I know I’m going to kick myself when I get an answer, but I haven’t used Coda in a while so I’m a bit rusty at best.
I’m simply trying to make a formula that calculates days between a date in a cell in the row above, verses the cell in the current row (they are in different columns).
To help explain, see my screenshot below. I want ‘Time between visits’ to show number of days between the last rows end date and the current rows start date.
A word of caution for the solution - that solution works only if rows were created in order.
If you have rows created out of order - you might want to actually pick the record with highest end date that is earlier than current records’ start date.
here’s a document that shows results with both approaches and you can see when rows are created out of order- you might get odd results.
This method is a pretty big ask for everyday Excel users coming over who just want to run calcs based on preceding values, which is a mundane task in Excel.
$.02
Also, while playing with this I arrived at another question.
The Filter() formula documentation contains this:
If list is a table, use “thisRow” to reference the current row being evaluated.

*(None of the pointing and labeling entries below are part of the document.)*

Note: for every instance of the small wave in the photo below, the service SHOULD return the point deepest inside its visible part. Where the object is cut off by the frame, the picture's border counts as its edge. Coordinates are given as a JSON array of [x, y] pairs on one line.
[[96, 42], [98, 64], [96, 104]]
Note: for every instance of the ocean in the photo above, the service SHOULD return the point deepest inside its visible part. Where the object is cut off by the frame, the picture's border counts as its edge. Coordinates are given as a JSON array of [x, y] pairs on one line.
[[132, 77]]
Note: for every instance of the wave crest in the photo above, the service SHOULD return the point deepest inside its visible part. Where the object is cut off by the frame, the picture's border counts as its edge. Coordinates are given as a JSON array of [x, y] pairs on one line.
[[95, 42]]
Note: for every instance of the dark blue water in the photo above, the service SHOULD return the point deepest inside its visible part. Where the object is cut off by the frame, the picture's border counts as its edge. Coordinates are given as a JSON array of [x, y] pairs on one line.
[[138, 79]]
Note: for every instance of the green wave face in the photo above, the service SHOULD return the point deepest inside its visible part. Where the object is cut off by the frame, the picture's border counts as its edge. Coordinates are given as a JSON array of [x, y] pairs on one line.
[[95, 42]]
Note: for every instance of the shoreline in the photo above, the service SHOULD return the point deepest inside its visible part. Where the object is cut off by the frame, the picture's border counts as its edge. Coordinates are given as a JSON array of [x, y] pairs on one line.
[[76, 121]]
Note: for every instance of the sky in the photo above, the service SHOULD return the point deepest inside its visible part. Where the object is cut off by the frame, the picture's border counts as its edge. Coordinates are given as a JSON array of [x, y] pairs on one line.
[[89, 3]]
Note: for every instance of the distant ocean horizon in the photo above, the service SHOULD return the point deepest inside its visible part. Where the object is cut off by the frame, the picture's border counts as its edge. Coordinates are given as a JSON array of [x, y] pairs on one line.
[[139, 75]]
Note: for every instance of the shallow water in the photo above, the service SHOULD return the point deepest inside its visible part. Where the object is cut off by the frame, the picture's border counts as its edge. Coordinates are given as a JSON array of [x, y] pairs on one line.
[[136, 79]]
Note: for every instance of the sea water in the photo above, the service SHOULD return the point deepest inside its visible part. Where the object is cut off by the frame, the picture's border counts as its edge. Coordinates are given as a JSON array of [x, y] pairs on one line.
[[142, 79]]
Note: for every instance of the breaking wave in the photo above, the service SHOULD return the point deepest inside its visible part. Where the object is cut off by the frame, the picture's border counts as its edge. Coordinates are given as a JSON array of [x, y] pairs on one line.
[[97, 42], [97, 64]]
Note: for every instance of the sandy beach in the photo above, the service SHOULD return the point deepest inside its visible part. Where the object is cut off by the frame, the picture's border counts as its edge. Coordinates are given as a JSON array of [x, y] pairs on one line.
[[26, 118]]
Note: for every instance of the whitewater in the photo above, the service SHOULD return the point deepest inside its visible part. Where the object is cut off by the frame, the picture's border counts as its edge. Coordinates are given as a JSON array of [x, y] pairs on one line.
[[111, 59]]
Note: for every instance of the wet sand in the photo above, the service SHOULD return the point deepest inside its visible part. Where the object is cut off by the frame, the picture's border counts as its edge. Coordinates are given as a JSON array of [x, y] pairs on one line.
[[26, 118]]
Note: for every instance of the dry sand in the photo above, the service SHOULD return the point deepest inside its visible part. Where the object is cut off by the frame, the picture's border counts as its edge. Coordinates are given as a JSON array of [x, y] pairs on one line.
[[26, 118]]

Otherwise, use “currentValue” to reference the current item being evaluated.
When list is a table and thisRow is used to reference the current row being evaluated, it makes it difficult to Filter() using a logic statement that compares the thisRow that’s being evaluated by Filter() and the thisRow that holds the formula in which Filter() is being run (unless the two instances of thisRow are unique under the hood?). Whereas, if the former were CurrentValue (as with other lists) then thisRow would still be free to use in the latter, and the two could be compared…??
What’s the correct way to think about this? (Because I’m confused !!)
This works, even when dragging rows out of the order in which they were created. thisTable.Find(thisRow) appears to be a stable way to reference relative row position.
It seems too simple, like I must be missing something.
NOTE: Rows “week 4” and “week 5” were dragged out of position and then their dates were populated.
Poorly communicated on my part. I should have clarified that I was only solving for basing a calculation off of a preceding row value, without using RowId().
It was not intended to also solve for the case when start/end dates are changed in such a way that they are no longer in sequence, which your formula does.